The chemical composition and optical properties of particulate matter (PM) were characterized in an urban-industrial area of Nanjing, China, in January 2015, when heavily polluted periods frequently occurred. Only 30% of the days fulfilled the National Ambient Air Quality Standards of China. The average scattering and absorption coefficients at 532 nm during the polluted periods were 620 ± 320 Mm–1 and 102 ± 57 Mm–1. An increasing relative fraction of the large size PM during the polluted periods can be deduced from the variations of the scattering Ångström exponent, backscattering ratio, and asymmetry factor. The mean mass concentrations of NO3, SO42– and NH4+ in PM2.5 during the polluted periods were 32.87 ± 17.76 µg m–3, 23.6 ± 13.2 µg m–3, and 19.4 ± 10.1 µg m–3, respectively.

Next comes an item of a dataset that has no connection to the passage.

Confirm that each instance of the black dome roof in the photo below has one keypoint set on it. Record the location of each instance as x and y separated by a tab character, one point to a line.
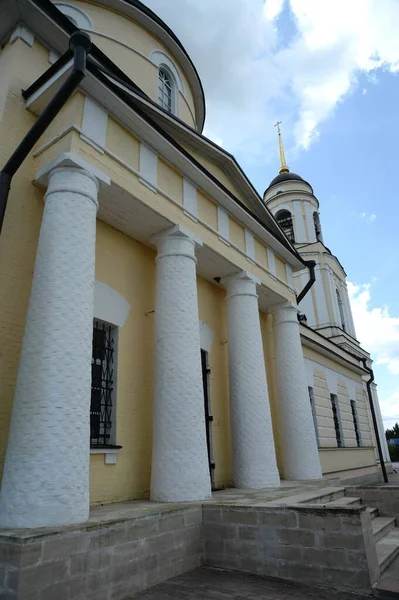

NO3, SO42– and NH4+ were the dominant water-soluble ions (WSIs) and accounted for 87% of the total ion concentration. Nitrate and organic matter (OM) dominated the aerosol composition during the polluted periods. The averaged organic carbon/elementary carbon ratios during the polluted and the cleaner periods were 3.6 and 4.3, respectively, consistent with a mix of primary emissions and secondary organic aerosol formation. Organic matter and ammonium nitrate (AN) were the dominant species contributing to light extinction during the polluted periods, contributing values of 159 ± 63 Mm–1 and 156 ± 91 Mm–1, respectively.


Keywords: Air pollution; Aerosol chemical composition; Aerosol optical properties; Atmospheric extinction.